Я открыл глаза. И ничего нового. Все тот же белый потолок, комнатка четыре на четыре. Стенки комнатки тоже белого цвета. Нет вру. Не белого. Скорее всего кремово-сливочного. Цвет пломбира. Или эскимо. И словно в унисон моим мыслям, на полу разместился мягкий, ворсистый ковер шоколадного цвета. Все-таки эскимо.

Стены, когда их трогаешь, были мягкоупругими. Стальная дверь, тоже «мягкая». Обитая каким-то войлоком, шершавым на ощупь, но твердым изнутри.

Короче говоря, в простонародье вся эта «красота» называется просто и емко — Дурка.

Или «Дом Забвения», как принято говорить в этой Москве, будь она неладна.

Н-да, интересные дела. Сначала этот шумахер, Роланд, и кто ему вообще права то выдавал. Судя по всему, он родился задолго до того, как человечество изобрело первый паровой двигатель.

Потом, много интересной информации, про то Что и Кто я, Кем должен стать, Где учиться и вообще отпад — служить!

Запихнули в институт, я то и при своей прошлой жизни, не ахти рвался в Альма Матер. Если голова на плечах есть, высшая математика ни причем, а если нет, я имею ввиду голову, то лично я еще ни разу не встречал ни одного человека, «без головы», кому бы помогла логарифмическая таблица.

Создатель, с этим институтом.

А это пресловутая практика! Поедешь, мол, попрактикуешься. Ведь лучшие из лучших уже на первом курсе попадают в действующие части. А в будущем — интересная работа ЛОХом, а не бухгалтером при конторе. Счас! Запихнули в горячую точку, и в ус не дуют. Вот тебе и блестящее будущее. Комната в психушке!

Я присел на кушетку. Как я здесь очутился, сколько времени прошло с тех пор, как я сюда попал, у меня не было ни малейшего понятия.

Постоянно болела голова, хотя меня пичкали разными пилюлями и кололи разными уколами. Помогало мало. У меня, даже зародилось подозрение, что как раз от этого «лечения», головка то бо-бо.

Попытался не лечиться. Меня уговорили. Четыре дюжих молодца скрутили за милую душу, хотя и им от меня досталось здорово, как говориться, сразу «не упал!».

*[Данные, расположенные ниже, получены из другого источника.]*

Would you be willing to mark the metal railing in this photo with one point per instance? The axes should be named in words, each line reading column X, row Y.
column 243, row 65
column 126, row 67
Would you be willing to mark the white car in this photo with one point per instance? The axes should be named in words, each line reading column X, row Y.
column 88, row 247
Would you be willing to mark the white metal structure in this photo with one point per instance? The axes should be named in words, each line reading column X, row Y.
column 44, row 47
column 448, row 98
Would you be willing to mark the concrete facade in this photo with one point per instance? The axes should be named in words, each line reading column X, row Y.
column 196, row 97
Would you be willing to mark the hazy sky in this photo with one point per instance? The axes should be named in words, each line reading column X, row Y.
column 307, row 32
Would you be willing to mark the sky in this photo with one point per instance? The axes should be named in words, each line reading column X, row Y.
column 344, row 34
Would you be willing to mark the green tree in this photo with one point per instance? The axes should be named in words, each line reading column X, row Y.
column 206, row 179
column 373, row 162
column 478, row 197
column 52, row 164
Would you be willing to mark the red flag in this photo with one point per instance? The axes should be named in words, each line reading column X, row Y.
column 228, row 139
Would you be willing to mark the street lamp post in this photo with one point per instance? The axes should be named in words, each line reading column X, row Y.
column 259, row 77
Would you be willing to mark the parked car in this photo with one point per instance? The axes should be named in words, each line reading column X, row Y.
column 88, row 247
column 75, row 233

Потом начали колоть какую-то дрянь. От нее было еще хуже. Пол дня так выкручивало, что я завывал в голос что тот пес в полнолуние, остальное время в отключке. И так раз за разом.

В общем, я все понял и уже безропотно пью лекарства.

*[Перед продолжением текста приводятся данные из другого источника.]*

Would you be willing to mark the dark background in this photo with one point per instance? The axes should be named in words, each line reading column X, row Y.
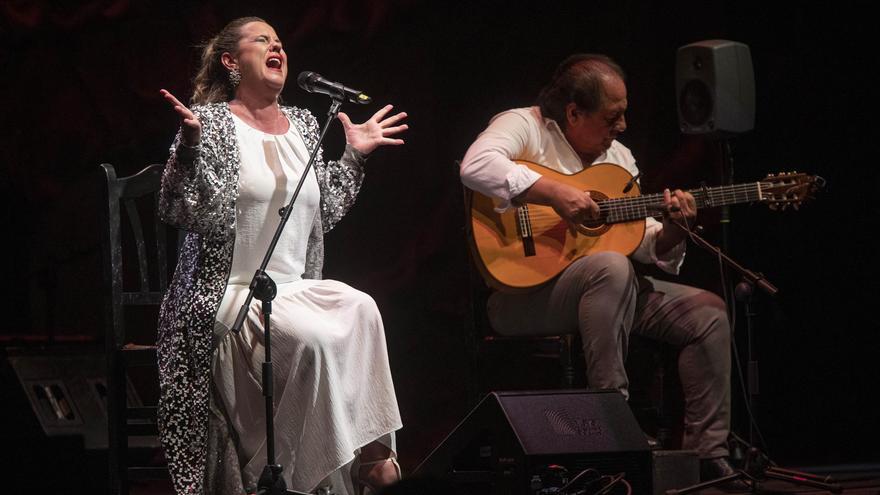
column 80, row 87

Но голова все равно трещит, окаянная.

И еще жрать постоянно охота. До головокружения и рвоты. Чувство голода такое, что просто не передать. Ощущение, что желудок жрет себя сам, а насыщение не приходит. Потом, он себя переваривает и выблевывает. Бесконечный процесс. Нет, кормили то меня на убой. Вон до сих пор стоит тарелка с сочным бифштексом и гречкой с грибами. Опять же компот на третье. Но мой ГОЛОД, был другим. Необъяснимым. И страшным!

В животе заурчало и я непроизвольно облизнулся. И тут же чертыхнулся. С непривычки, опять поранил язык.

Это, кстати, было следующее неприятное потрясение. Следующее, после понимания, где я оказался.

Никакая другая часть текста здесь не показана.